Training and multicut

Now that we have superpixels, we can combine them into objects. If your boundary probability maps are of high quality (e.g. they come from a neural network that was trained on very similar data), you can apply the Multicut partitioning directly on the maps. For this case, leave the “Train edge classifier” checkbox unchecked. If you are not fully satisfied with your boundary predictions, we can further improve them by training a Random Forest to predict good and bad edges. The general approach we use was first described in this publication. Briefly, given the superpixels computed in the previous step, we now compute features on the edges of adjacent superpixels. These features include the shape of the superpixels’ boundaries, as well as intensity statistics of the boundaries, and areas (or volumes). The “Select Features” button brings up a dialog which lets you choose features. After the features are computed, we predict – for every edge independently – if this edge should be dropped or preserved to achieve a correct segmentation. The “naive” way to proceed would be to then only take the edges which are classified as “to preserve” and use those as the final segmentation. This, however, would lead to an inconsistent segmentation with dangling edges inside the objects. Instead, we formulate a so-called multicut problem, where special constraints ensure no dangling edges are present and all segmented objects are closed surfaces, while following the classifier preferences for which edges to keep. This problem is NP-hard in general, but this applet uses excellent approximate solvers to deliver a solution quickly.

Training

If you already have a groundtruth segmentation, you can load it in the “Input Data” applet and then it will be used here as labels if you click the “Auto-label” button. If not, you can label interactively, as described below.
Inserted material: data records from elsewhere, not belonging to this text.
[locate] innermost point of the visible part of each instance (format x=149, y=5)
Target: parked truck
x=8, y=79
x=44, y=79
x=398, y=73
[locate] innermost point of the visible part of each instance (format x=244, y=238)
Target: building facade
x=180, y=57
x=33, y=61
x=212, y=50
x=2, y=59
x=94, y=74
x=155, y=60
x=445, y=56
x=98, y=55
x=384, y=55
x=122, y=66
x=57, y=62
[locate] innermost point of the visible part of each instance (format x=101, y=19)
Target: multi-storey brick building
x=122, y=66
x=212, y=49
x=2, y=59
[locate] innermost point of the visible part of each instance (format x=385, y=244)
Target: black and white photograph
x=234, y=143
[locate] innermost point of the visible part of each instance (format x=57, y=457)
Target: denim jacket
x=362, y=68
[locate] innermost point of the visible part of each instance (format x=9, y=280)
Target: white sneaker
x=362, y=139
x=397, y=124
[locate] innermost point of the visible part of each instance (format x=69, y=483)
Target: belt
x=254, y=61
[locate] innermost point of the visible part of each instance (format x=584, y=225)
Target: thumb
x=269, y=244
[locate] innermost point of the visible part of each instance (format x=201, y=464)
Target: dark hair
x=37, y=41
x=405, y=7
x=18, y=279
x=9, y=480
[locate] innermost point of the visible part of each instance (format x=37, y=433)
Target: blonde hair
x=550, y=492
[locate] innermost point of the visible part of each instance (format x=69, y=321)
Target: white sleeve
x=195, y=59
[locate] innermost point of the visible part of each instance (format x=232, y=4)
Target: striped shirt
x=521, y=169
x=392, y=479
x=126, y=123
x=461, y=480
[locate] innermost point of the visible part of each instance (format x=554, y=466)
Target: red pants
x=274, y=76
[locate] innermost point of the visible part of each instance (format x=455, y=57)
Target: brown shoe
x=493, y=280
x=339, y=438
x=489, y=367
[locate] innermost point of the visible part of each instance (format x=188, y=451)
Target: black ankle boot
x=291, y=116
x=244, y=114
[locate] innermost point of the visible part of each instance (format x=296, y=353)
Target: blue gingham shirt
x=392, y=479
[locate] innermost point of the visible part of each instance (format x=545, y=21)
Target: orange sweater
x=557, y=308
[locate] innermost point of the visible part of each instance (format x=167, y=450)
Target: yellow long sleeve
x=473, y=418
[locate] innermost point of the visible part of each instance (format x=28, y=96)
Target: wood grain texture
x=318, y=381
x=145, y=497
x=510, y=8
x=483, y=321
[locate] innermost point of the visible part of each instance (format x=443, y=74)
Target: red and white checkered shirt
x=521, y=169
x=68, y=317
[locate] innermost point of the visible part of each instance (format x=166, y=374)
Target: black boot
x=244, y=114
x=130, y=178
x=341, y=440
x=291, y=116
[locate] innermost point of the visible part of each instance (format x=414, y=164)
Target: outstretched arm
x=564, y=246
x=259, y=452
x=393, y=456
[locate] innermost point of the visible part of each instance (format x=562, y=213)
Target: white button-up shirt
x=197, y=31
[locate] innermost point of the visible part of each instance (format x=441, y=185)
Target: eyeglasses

You can do it in this applet by clicking on the edges between superpixels. Left click, making edge green, corresponds to edges which should be dropped and right click, making edges red, corresponds to true segmentation edges which should be preserved. The initial view is shown on the left, while on the right you can see the same image with some edges labeled. To label multiple edges in one sweep, brush across them with either mouse button pressed.

Edge predictions from trained edge classifier.

As usual in ilastik, pressing “Live Predict” will show you the edge probabilities and update them live as you click more edges (left figure). Now let’s apply the multicut and get a consistent segmentation.

Multicut

The multicut algorithm uses boundary evidence to connect superpixels into larger objects - the multicut segmentation. Whether the boundary evidence is taken directly from the boundary probability map, or from a trained Random Forest, it will indicate strength of evidence with values between 0.0 (weak) and 1.0 (strong).

Threshold - threshold boundary evidence for the multicut algorithm. You can try lowering this parameter if you find that too many edges are dropped from the multicut solution (undersegmentation). Similarly, if you see too many edges remaining in your multicut solution (oversegmentation), you can try setting the threshold to a higher value.

Multicut result after training a Random Forest edge classifier.

The above image shows the result of the multicut. Edges of the final segmentation are shown in blue. If you find that the segmentation needs improvement, you can try to train a better Random Forest classifier by adding additional annotations, or changing the threshold and rerunning the multicut.

Once you are happy with the segmentation, export it and/or use the classifier you trained in the Batch Processing applet or in headless mode.